Making It All Up: The behavioral sciences scandal

Making It All Up: The behavioral sciences scandal
OCT 19, 2015, VOL. 21, NO. 06
weeklystandard.com
BY ANDREW FERGUSON

One morning in August, the social science reporter for National Public Radio, a man named Shankar Vedantam, sounded a little shellshocked. You couldn’t blame him.

Like so many science writers in the popular press, he is charged with reporting provocative findings from the world of behavioral science: “.  .  . and researchers were very surprised at what they found. The peer-reviewed study suggests that [dog lovers, redheads, Tea Party members] are much more likely to [wear short sleeves, participate in hockey fights, …] than …

I’m just making these up, obviously, but as we shall see, there’s a lot of that going around.

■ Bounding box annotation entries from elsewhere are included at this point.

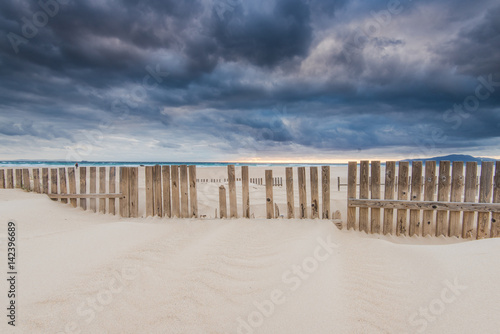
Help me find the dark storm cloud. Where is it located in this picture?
[0,0,500,159]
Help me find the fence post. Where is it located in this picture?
[370,161,380,233]
[347,161,358,230]
[165,166,172,218]
[436,161,451,237]
[408,161,422,237]
[266,169,274,219]
[448,161,464,237]
[359,160,370,233]
[476,161,493,239]
[422,161,436,237]
[241,166,250,218]
[188,165,198,218]
[68,167,77,208]
[382,161,396,235]
[219,186,227,219]
[80,167,87,210]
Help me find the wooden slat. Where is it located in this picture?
[119,167,130,218]
[436,161,451,237]
[16,168,23,189]
[188,165,198,218]
[448,161,464,237]
[22,168,31,191]
[309,167,319,219]
[32,168,40,193]
[99,167,106,213]
[161,166,172,218]
[321,166,330,219]
[219,186,227,219]
[490,161,500,238]
[396,161,410,236]
[285,167,295,219]
[382,161,396,235]
[408,161,422,237]
[241,166,250,218]
[476,161,493,239]
[297,167,307,219]
[126,167,139,218]
[422,161,436,237]
[50,168,58,201]
[59,167,68,203]
[68,167,77,208]
[370,161,380,233]
[227,165,238,218]
[171,166,181,218]
[5,168,13,189]
[462,161,477,239]
[145,166,155,217]
[42,168,49,194]
[89,167,97,212]
[266,169,274,219]
[79,167,87,210]
[108,167,116,215]
[359,160,370,233]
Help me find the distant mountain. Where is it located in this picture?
[404,154,496,164]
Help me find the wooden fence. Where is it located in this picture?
[347,161,500,239]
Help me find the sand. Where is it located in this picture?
[0,169,500,333]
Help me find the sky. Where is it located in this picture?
[0,0,500,162]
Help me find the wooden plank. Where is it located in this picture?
[476,161,493,239]
[126,167,139,218]
[309,167,319,219]
[78,167,87,210]
[227,165,238,218]
[50,168,58,201]
[382,161,396,235]
[359,160,370,233]
[266,169,274,219]
[219,186,227,219]
[32,168,40,193]
[408,161,423,237]
[68,167,77,208]
[370,161,380,233]
[462,161,477,239]
[297,167,307,219]
[171,166,181,218]
[347,161,358,230]
[161,166,172,218]
[5,168,13,189]
[448,161,464,237]
[436,161,451,237]
[285,167,295,219]
[188,165,198,218]
[99,167,106,213]
[119,167,130,218]
[321,166,330,219]
[59,167,68,203]
[422,161,436,237]
[153,165,163,217]
[89,167,97,212]
[145,166,155,217]
[42,168,49,194]
[179,165,189,218]
[108,167,116,215]
[241,166,250,218]
[490,161,500,238]
[396,161,410,236]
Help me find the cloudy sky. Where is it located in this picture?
[0,0,500,161]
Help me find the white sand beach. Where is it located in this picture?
[0,168,500,333]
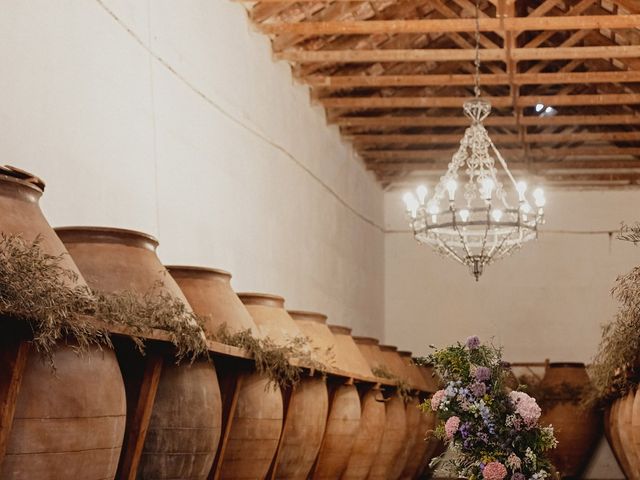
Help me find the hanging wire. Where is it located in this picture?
[473,0,482,98]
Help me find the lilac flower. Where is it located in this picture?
[465,335,480,350]
[475,367,491,382]
[469,382,487,398]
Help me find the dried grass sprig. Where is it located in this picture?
[588,267,640,403]
[0,234,207,363]
[212,324,327,388]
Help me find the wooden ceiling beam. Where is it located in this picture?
[359,147,640,160]
[300,70,640,89]
[317,93,640,109]
[274,44,640,63]
[256,14,640,35]
[367,158,640,173]
[329,114,640,128]
[345,130,640,146]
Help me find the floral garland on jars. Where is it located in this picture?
[421,336,558,480]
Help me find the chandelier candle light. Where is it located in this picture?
[404,3,546,280]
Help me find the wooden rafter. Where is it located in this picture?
[242,0,640,185]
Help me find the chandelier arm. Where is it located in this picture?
[436,237,465,265]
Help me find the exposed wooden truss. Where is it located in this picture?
[241,0,640,185]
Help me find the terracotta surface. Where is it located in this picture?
[390,397,423,479]
[353,336,384,373]
[0,167,126,480]
[608,397,632,478]
[313,385,361,480]
[167,266,258,336]
[167,267,283,479]
[616,390,640,480]
[369,394,407,480]
[341,389,386,480]
[239,293,329,480]
[288,310,338,371]
[400,404,438,480]
[57,227,222,480]
[220,373,282,480]
[540,363,602,477]
[276,377,329,480]
[238,293,303,345]
[329,325,373,377]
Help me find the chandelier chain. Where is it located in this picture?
[473,0,481,98]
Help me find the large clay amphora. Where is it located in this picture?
[167,266,283,480]
[0,167,126,480]
[57,227,222,480]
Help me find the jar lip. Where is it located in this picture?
[287,310,327,323]
[165,265,232,278]
[238,292,284,308]
[0,165,46,193]
[329,325,355,338]
[54,226,159,251]
[549,362,585,368]
[353,336,380,345]
[380,345,398,352]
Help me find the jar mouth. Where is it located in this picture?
[287,310,327,323]
[353,336,380,345]
[0,165,46,193]
[380,345,398,352]
[165,265,232,279]
[238,292,284,308]
[54,226,159,252]
[549,362,585,368]
[329,325,352,335]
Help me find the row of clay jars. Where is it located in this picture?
[56,227,222,480]
[540,363,602,478]
[0,167,126,480]
[169,267,370,479]
[604,389,640,480]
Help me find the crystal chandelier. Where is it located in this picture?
[404,0,546,280]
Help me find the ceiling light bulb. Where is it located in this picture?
[446,178,458,202]
[416,185,429,205]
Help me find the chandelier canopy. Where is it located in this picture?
[404,3,546,280]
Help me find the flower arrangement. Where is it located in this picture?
[421,336,557,480]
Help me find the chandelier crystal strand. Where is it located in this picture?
[404,0,546,280]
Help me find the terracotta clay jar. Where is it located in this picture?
[57,227,222,480]
[167,266,283,479]
[239,293,329,480]
[540,363,604,478]
[0,167,126,480]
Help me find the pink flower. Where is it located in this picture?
[482,462,507,480]
[431,390,445,412]
[444,416,460,439]
[509,391,542,427]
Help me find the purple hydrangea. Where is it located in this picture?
[465,335,480,350]
[469,382,487,398]
[475,367,491,382]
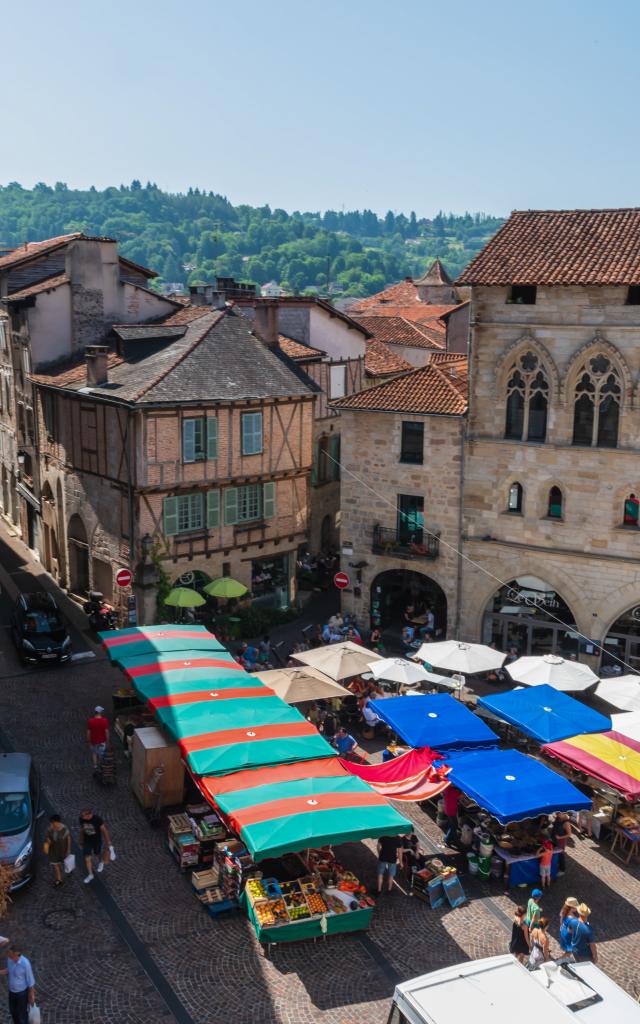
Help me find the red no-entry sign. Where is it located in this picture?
[116,569,133,587]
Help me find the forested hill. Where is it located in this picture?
[0,181,502,297]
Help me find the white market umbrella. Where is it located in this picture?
[611,711,640,743]
[507,654,598,693]
[418,640,507,676]
[291,640,382,681]
[596,676,640,711]
[370,657,429,686]
[252,666,350,703]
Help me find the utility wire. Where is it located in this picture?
[323,452,637,675]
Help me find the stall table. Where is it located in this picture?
[494,846,560,886]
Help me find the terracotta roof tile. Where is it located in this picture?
[358,315,445,348]
[5,273,69,302]
[332,364,467,416]
[365,338,414,377]
[458,209,640,286]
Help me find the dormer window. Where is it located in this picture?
[507,285,538,306]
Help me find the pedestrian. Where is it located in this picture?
[0,943,36,1024]
[87,705,109,768]
[525,889,543,932]
[569,903,598,964]
[378,836,402,896]
[526,918,549,971]
[509,906,529,964]
[551,813,571,874]
[44,814,71,889]
[538,839,553,889]
[80,807,111,885]
[560,896,580,953]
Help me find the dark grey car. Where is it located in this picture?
[0,754,40,891]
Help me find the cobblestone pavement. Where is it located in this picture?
[0,532,640,1024]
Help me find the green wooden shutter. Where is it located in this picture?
[182,420,196,462]
[262,482,275,519]
[162,498,178,537]
[207,490,220,529]
[207,416,218,459]
[224,487,238,526]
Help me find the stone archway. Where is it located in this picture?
[67,513,89,595]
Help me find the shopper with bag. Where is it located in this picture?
[0,944,36,1024]
[44,814,71,889]
[80,807,116,885]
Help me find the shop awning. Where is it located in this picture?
[340,746,450,803]
[202,758,413,860]
[98,626,222,668]
[438,749,591,824]
[370,693,498,753]
[478,685,611,743]
[543,731,640,800]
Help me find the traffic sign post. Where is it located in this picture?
[334,572,351,590]
[116,569,133,587]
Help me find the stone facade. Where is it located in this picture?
[341,409,464,635]
[462,287,640,655]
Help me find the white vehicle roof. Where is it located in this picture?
[394,954,640,1024]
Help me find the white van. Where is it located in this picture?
[388,953,640,1024]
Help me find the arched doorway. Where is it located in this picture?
[601,604,640,676]
[371,569,446,639]
[482,575,580,657]
[67,514,89,594]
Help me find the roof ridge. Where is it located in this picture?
[132,309,227,401]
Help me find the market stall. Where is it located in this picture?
[370,693,499,753]
[478,685,611,743]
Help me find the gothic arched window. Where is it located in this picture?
[573,353,623,447]
[505,352,549,441]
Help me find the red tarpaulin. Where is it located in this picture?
[340,746,449,803]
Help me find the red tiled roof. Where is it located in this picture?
[358,316,444,348]
[332,362,467,416]
[458,209,640,286]
[365,338,414,377]
[6,273,69,302]
[0,231,81,270]
[278,334,325,359]
[31,352,124,387]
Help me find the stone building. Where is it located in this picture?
[335,353,467,636]
[461,210,640,671]
[33,304,315,605]
[0,232,176,561]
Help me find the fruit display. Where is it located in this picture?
[306,893,327,913]
[247,879,266,902]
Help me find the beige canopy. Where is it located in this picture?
[292,640,382,680]
[258,666,349,703]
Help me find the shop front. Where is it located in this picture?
[482,575,577,657]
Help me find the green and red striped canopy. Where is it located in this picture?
[98,626,225,668]
[201,758,413,860]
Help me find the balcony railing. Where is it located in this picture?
[372,525,440,559]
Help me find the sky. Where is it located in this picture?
[0,0,640,216]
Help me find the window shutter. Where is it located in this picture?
[262,481,275,519]
[224,487,238,526]
[207,416,218,459]
[182,420,196,462]
[162,498,178,537]
[207,490,220,529]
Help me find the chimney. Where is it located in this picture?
[84,345,109,387]
[254,299,279,348]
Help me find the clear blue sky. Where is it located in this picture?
[0,0,640,216]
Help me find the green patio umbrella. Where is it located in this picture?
[203,577,247,598]
[165,587,207,608]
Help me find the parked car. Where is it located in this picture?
[0,754,40,892]
[11,593,71,664]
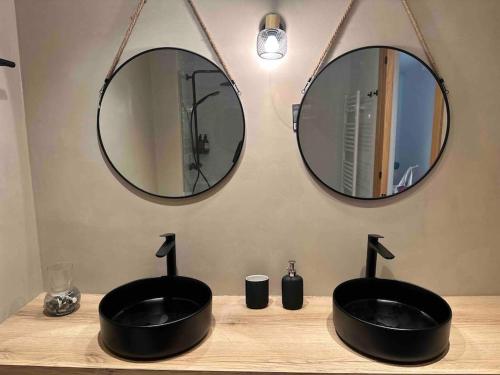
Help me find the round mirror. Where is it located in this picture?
[297,46,449,199]
[97,48,245,198]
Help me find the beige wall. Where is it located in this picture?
[16,0,500,295]
[0,0,42,321]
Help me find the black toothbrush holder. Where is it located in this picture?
[245,275,269,309]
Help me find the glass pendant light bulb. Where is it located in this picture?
[264,35,280,53]
[257,14,287,60]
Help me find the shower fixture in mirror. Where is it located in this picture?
[297,46,450,199]
[97,47,245,198]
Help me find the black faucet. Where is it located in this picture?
[156,233,177,276]
[365,234,394,277]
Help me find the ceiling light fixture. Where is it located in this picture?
[257,13,287,60]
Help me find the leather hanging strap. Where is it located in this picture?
[187,0,241,95]
[302,0,356,94]
[302,0,448,94]
[104,0,146,84]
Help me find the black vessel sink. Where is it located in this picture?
[99,235,212,360]
[333,235,452,363]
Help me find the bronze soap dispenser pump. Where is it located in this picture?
[281,260,304,310]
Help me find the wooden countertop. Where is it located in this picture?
[0,295,500,375]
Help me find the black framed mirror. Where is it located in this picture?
[297,46,450,199]
[97,47,245,198]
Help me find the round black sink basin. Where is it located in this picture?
[99,276,212,360]
[333,277,451,363]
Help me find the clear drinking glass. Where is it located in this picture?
[43,262,80,316]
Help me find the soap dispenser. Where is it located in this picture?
[281,260,304,310]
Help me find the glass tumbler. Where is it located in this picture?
[43,262,81,316]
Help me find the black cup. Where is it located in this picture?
[245,275,269,309]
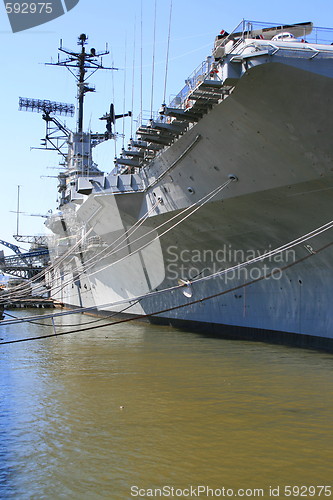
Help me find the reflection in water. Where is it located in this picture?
[0,311,333,499]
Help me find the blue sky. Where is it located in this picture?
[0,0,333,253]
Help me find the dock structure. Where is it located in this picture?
[4,297,55,310]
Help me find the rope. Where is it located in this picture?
[0,236,333,345]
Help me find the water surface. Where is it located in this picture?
[0,311,333,500]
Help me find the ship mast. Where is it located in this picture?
[46,33,118,133]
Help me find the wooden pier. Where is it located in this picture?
[4,297,55,309]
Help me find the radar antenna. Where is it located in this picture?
[46,33,118,133]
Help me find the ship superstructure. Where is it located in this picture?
[21,21,333,347]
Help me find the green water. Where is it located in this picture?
[0,311,333,500]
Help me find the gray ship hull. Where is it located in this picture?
[45,23,333,348]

On this August morning Science magazine had published a scandalous article. The subject was the practice of behavioral psychology. Behavioral psychology is a wellspring of modern journalism. It is the source for most of those thrilling studies that keep reporters like Vedantam in business.

Over 270 researchers, working as the Reproducibility Project, had gathered 100 studies from three of the most prestigious journals in the field of social psychology. Then they set about to redo the experiments and see if they could get the same results. …

These 100 studies had cleared the highest hurdles that social science puts up. They had been edited, revised, reviewed by panels of peers, revised again, published, widely read, and taken by other social scientists as the starting point for further experiments. Except . . .

The researchers, Vedantam glumly told his NPR audience, “found something very disappointing. Nearly two-thirds of the experiments did not replicate, meaning that scientists repeated these studies but could not obtain the results that were found by the original research team.”

Peer review is supposed to be the imprimatur that this is, to use the current bit of triteness, “settled science”. Sadly, it’s become a hollow idol. And while the “social sciences” seem particularly susceptible to error, fraud-for-funding, fame-seeking, axe-grinding, etc., other sciences are also troubled by like fraud and error. Were this just a tempest in an academic teapot, it would not matter too much, but politicians are committing nations’ economies to “settled science” (= “Global Climate Change”) that may be nothing more than a casserole of fraudulent analysis of selected & cooked “data”.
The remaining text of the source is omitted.